The conclusions belong to a new study, that was carried out using datasets and readings collected by the US-French oceanography spacecraft Ocean Surface Topography Mission (OSTM)/Jason-2.

“This La Niña has strengthened for the past four months, is strong now and is still building. It will surely impact this coming winter's weather and climate,” says expert Bill Patzert.

The scientist holds an appointment as a climatologist at the NASA Jet Propulsion Laboratory (JPL), in Pasadena. The facility is managed by the California Institute of Technology (Caltech).

“After more than a decade of mostly dry years on the Colorado River watershed and in the American Southwest, and only one normal rain year in the past five years in Southern California, water supplies are dangerously low,” Patzert goes on to say.

“This La Niña could deepen the drought in the already parched Southwest and could also worsen conditions that have fueled Southern California's recent deadly wildfires,” the expert adds.

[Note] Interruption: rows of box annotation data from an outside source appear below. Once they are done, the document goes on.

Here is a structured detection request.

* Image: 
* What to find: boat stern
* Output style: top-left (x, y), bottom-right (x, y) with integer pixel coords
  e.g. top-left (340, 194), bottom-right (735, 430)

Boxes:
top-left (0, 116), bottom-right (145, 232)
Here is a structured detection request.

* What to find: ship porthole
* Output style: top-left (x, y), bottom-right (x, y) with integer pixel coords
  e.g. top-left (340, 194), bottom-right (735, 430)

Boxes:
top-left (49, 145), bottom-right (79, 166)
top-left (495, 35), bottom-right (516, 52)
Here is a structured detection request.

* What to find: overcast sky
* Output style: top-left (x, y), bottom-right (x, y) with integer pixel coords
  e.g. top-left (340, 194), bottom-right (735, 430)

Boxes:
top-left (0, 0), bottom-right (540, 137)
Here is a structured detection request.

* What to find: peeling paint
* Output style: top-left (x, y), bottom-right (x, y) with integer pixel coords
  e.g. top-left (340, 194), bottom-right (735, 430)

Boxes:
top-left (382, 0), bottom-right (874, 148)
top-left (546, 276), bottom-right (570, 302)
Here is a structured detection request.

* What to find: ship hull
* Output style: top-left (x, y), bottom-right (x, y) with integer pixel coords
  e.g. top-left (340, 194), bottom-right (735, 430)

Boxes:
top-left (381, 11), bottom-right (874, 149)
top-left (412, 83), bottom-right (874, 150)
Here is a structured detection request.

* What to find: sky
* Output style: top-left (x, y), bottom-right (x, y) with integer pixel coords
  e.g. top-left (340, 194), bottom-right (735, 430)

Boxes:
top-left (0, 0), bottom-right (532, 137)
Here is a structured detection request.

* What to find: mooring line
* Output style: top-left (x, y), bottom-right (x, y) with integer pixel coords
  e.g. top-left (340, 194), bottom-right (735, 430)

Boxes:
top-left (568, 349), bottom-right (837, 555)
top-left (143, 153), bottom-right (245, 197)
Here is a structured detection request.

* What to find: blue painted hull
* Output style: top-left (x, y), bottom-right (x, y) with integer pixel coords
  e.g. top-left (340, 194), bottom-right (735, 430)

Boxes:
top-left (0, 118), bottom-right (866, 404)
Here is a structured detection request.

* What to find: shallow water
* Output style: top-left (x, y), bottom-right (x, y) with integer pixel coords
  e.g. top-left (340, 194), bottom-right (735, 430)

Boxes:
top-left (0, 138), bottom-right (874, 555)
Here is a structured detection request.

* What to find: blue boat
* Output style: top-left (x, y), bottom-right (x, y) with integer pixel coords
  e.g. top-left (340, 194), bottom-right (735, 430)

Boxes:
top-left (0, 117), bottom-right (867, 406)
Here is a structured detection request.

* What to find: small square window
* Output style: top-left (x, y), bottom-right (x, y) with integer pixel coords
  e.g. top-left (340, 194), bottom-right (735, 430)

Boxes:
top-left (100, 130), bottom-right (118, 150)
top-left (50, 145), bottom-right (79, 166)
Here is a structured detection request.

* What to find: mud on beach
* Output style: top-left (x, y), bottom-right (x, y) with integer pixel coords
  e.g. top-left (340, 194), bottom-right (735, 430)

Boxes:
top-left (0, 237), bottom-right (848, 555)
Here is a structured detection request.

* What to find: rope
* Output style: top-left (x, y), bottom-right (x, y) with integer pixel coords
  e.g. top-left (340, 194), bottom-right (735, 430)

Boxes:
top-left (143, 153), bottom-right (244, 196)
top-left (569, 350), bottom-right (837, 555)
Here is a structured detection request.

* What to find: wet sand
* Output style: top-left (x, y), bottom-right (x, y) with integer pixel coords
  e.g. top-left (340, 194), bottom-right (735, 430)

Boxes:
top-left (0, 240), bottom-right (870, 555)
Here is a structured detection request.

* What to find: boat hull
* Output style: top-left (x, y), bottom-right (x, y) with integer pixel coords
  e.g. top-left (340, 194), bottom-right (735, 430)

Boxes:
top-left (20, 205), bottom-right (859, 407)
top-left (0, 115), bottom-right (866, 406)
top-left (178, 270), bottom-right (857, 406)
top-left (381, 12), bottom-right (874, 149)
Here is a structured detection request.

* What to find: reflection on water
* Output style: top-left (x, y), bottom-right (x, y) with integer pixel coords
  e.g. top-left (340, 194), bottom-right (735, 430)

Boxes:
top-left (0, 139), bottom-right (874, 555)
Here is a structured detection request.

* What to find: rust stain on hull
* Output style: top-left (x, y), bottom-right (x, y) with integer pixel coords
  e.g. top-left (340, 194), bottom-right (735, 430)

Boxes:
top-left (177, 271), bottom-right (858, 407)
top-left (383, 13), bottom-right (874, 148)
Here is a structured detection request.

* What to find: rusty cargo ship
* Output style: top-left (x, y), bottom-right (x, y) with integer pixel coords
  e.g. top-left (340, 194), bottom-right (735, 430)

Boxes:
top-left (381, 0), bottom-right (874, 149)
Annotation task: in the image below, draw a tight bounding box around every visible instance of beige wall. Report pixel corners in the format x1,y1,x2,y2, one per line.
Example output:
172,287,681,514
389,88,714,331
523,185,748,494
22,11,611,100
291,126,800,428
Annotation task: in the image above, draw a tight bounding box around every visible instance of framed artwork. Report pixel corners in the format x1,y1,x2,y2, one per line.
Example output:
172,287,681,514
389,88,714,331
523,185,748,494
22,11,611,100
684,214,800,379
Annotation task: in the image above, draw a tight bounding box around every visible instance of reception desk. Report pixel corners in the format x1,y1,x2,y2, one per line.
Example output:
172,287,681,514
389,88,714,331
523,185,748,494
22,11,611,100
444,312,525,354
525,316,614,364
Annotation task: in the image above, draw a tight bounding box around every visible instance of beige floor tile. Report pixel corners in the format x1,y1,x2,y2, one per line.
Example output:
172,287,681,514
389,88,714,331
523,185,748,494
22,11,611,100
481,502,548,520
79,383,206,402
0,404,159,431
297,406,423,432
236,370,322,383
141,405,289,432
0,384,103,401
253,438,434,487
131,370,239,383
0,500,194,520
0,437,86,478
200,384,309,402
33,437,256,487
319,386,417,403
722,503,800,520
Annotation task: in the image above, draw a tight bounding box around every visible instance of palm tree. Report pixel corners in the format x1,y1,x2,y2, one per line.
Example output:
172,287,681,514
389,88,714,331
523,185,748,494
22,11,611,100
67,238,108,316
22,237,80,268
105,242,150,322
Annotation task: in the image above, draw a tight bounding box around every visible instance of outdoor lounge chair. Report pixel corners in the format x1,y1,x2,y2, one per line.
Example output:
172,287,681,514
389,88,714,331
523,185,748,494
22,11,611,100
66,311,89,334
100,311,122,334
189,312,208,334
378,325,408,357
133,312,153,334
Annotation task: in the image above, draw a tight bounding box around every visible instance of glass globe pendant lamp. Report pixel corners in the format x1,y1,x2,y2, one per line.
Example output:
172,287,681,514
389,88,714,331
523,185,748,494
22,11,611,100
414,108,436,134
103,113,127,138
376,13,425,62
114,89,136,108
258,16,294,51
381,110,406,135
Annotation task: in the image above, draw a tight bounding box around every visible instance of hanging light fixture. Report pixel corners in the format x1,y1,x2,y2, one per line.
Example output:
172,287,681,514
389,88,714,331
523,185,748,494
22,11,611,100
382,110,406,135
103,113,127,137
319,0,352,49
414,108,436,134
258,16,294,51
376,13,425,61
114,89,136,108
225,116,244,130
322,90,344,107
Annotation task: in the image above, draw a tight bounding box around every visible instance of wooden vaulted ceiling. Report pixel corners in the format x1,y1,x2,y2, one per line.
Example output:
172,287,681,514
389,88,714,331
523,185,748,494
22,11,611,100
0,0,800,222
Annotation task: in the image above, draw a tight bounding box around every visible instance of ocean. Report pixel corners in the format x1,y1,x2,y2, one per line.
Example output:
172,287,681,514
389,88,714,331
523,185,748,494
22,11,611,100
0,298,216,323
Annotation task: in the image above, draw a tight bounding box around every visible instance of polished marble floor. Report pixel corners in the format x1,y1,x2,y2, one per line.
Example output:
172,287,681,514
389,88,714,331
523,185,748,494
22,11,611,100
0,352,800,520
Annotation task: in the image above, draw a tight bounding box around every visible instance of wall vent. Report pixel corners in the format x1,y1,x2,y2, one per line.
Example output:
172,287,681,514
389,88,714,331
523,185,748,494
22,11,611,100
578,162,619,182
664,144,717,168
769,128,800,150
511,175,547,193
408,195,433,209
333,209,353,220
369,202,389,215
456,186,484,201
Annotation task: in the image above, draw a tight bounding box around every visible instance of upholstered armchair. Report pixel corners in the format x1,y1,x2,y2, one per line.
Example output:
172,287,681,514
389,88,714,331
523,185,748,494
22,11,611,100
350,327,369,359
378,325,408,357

As the temperature of the tropical Pacific cools, less water will evaporate and make its way into the clouds, which – in the most basic of terms – translates into less precipitations, rain and snow included.

What the OSTM/Jason-2 mission does is keep an eye on sea surface height levels, which are clear indicators to the interplays that develop between El Niño and La Niña events.

These weather patterns are global, in the sense that the changes they instill in the atmosphere have implications on the other side of the world.

“A new image depicts places where the Pacific sea surface height is higher (warmer) than normal as yellow and red, with places where the sea surface is lower (cooler) than normal as blue and purple,” JPL experts write in a press release.

“Green indicates near-normal conditions. Sea surface height is an indicator of how much of the sun's heat is stored in the upper ocean,” they adds.

NASA will continue to keep its satellites trained on the Pacific and the Atlantic oceans over the coming months, in a bid to catch the transition between the two weather patterns in the act.

This may in turn help climatologists develop better conditions of how the La Niña event, which is just starting, will evolve in time.